CAIRO: The administrative court revoked Tuesday a national security temporary arrest warrant against alleged members of the Quranist movement.
Five Quranists were arrested in the middle of the night on May 29 and were charged with contempt for religion, under Article 98 of the penal code, which warrants a five-year prison sentence.
The Quranists are a group of Muslims who believe that the Quran is the only frame of reference in Islam, dismissing large parts of the sunnah (actions and sayings) of Prophet Muhammad (PBUH).
Adel Ramadan, their legal representative, told Daily News Egypt that the court has agreed to cancel the 15-day detention of the Quranists when the national security prosecutor failed to present relevant documents to a specialized court.
Ramadan said that on Thursday the defense team will present an appeal to the court demanding that his clients be freed from jail throughout the investigations.
We will present the appeal on Thursday and the court should be scheduling a session in the following 48 hours.
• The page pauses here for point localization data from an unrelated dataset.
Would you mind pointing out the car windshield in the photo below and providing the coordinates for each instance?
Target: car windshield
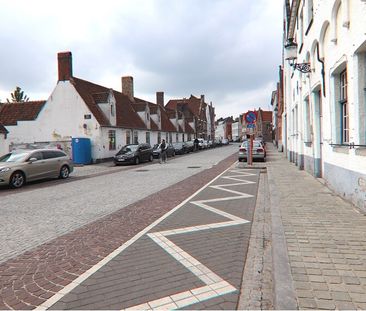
(256, 144)
(14, 157)
(128, 148)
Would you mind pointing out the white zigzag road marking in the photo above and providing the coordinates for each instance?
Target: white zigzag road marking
(214, 285)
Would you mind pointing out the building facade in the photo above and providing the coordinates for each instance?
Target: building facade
(324, 80)
(79, 108)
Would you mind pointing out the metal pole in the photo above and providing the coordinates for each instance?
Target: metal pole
(250, 158)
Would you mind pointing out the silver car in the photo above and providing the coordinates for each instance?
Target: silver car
(21, 166)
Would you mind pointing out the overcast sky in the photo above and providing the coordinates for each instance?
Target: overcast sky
(228, 50)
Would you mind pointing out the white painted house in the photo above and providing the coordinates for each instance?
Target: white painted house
(324, 122)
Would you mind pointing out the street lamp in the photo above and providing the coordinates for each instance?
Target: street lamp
(291, 56)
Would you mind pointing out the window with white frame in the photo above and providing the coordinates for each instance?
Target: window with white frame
(159, 137)
(135, 137)
(128, 137)
(344, 106)
(112, 139)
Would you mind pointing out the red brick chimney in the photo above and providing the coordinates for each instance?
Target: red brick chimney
(127, 87)
(64, 66)
(160, 98)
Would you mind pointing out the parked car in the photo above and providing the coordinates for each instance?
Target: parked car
(170, 151)
(202, 144)
(263, 145)
(189, 145)
(180, 148)
(21, 166)
(134, 153)
(258, 151)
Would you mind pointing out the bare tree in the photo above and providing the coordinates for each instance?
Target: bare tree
(18, 96)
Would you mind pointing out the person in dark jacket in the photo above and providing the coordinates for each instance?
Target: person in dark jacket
(196, 142)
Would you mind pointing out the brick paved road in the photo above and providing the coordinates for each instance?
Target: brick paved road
(45, 210)
(29, 279)
(193, 259)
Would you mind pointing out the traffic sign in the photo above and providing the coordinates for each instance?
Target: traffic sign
(251, 117)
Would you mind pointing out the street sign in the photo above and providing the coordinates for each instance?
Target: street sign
(251, 117)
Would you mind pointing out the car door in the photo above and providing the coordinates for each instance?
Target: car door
(35, 166)
(144, 152)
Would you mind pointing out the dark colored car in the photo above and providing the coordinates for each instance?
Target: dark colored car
(170, 151)
(180, 148)
(134, 153)
(258, 152)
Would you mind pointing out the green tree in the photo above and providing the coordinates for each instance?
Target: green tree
(18, 96)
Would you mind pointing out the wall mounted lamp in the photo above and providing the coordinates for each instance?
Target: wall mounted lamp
(291, 56)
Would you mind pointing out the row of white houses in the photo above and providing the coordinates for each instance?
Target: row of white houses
(324, 92)
(111, 119)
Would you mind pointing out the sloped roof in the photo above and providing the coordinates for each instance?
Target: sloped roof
(267, 116)
(100, 98)
(139, 106)
(125, 115)
(166, 124)
(11, 113)
(188, 128)
(153, 125)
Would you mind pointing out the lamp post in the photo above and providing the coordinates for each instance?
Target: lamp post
(291, 56)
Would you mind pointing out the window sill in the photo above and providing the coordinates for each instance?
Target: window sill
(360, 151)
(340, 149)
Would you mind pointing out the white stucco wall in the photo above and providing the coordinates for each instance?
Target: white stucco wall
(339, 29)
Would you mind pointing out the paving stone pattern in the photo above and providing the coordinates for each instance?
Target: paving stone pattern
(31, 278)
(146, 273)
(326, 241)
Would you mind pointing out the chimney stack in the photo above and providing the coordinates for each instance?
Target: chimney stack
(160, 98)
(127, 87)
(64, 66)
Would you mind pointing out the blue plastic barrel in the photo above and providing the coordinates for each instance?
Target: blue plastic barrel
(81, 150)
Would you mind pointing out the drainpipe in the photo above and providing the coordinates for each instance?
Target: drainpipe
(322, 62)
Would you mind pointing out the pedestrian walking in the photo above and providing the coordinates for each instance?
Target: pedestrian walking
(163, 155)
(196, 144)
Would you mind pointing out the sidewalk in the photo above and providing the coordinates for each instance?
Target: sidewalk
(318, 242)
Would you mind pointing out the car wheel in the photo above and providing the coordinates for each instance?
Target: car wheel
(17, 180)
(137, 160)
(64, 172)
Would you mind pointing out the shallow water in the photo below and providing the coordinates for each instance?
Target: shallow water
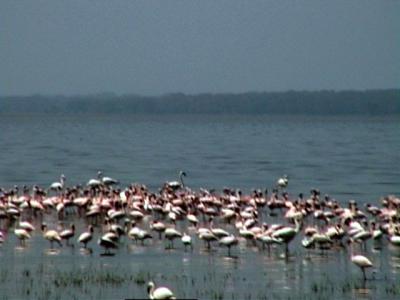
(346, 157)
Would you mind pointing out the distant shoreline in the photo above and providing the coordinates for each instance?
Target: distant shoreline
(370, 102)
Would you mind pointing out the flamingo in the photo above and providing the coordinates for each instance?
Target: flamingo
(22, 234)
(51, 235)
(86, 236)
(175, 185)
(186, 240)
(159, 293)
(287, 234)
(106, 180)
(107, 242)
(58, 186)
(283, 182)
(360, 261)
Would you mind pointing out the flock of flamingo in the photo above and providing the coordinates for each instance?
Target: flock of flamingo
(140, 215)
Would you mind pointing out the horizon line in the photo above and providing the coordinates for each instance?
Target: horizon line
(115, 94)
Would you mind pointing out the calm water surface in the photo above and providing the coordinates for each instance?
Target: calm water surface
(346, 157)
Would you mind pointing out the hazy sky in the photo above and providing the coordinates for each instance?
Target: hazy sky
(155, 47)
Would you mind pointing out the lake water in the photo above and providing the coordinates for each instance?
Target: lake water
(346, 157)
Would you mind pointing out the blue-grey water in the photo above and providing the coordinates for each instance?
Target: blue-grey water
(347, 157)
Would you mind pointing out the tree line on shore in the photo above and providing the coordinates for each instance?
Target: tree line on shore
(371, 102)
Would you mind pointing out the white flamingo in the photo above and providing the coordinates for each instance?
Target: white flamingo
(159, 293)
(58, 185)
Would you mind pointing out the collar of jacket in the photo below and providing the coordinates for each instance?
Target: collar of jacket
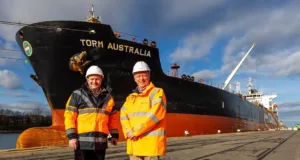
(145, 91)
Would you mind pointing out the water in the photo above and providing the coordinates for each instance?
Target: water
(8, 141)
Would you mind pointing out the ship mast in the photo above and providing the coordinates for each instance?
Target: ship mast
(236, 68)
(92, 18)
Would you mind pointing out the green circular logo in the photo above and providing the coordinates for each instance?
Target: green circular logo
(27, 48)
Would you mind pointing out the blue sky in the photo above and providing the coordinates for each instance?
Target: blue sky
(207, 38)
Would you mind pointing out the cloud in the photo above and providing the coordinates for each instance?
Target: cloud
(109, 11)
(265, 25)
(14, 95)
(26, 106)
(205, 74)
(10, 80)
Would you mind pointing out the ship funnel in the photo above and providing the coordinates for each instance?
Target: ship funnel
(175, 69)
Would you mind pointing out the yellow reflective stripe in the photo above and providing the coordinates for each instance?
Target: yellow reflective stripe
(112, 113)
(71, 108)
(148, 114)
(153, 117)
(154, 102)
(113, 131)
(86, 100)
(92, 139)
(122, 118)
(94, 110)
(136, 114)
(123, 108)
(155, 133)
(106, 102)
(70, 131)
(153, 94)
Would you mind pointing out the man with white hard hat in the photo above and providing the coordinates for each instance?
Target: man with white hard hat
(90, 117)
(143, 117)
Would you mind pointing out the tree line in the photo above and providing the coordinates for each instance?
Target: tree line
(16, 121)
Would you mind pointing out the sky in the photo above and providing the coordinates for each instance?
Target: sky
(206, 38)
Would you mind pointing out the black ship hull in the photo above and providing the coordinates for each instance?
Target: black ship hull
(52, 48)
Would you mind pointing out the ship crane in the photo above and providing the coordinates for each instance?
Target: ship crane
(236, 68)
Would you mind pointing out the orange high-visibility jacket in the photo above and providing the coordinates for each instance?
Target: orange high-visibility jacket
(90, 119)
(145, 113)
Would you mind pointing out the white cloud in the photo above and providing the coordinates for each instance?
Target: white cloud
(291, 120)
(14, 95)
(10, 80)
(205, 74)
(32, 11)
(274, 29)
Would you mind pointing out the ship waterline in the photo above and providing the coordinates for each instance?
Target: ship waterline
(177, 126)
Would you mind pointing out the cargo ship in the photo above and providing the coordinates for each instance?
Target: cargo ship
(61, 51)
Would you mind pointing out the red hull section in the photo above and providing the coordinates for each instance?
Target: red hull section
(177, 124)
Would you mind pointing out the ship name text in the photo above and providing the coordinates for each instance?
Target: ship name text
(116, 47)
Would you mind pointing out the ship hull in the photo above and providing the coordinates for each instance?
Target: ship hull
(196, 107)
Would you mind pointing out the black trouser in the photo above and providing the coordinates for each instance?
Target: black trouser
(90, 154)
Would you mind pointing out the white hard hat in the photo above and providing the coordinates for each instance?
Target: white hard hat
(140, 66)
(94, 70)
In the next hearing of Aug. 8, the detainees will appear before the court for the first time since their detention in Tora prison, said Ramadan.
There is a double legal situation in this case, explained Ramadan. “We requested an appeal on the decision taken by the national security prosecution, but their lawyer rejected our appeal. But this rejection is illegal according to the latest constitutional amendments that allow any detainee to appeal his case, said Ramadan in a previous interview with Daily News Egypt.
The Minister of Interior, he says, had issued a warrant for their political arrest, while the national security prosecutor had only asked for temporary detainment. While the latter decision was reversed at a July 14 hearing, an Interior Ministry appeal has kept the detainees behind bars.
The Quranists spread their ideas through a website called Ahl El Quran. Ahmed Mansour, a former professor at Al-Azhar University who is currently a refugee in the United States, was the first to adopt the ideas of the movement in the 1980s, but no legal procedure was taken against him.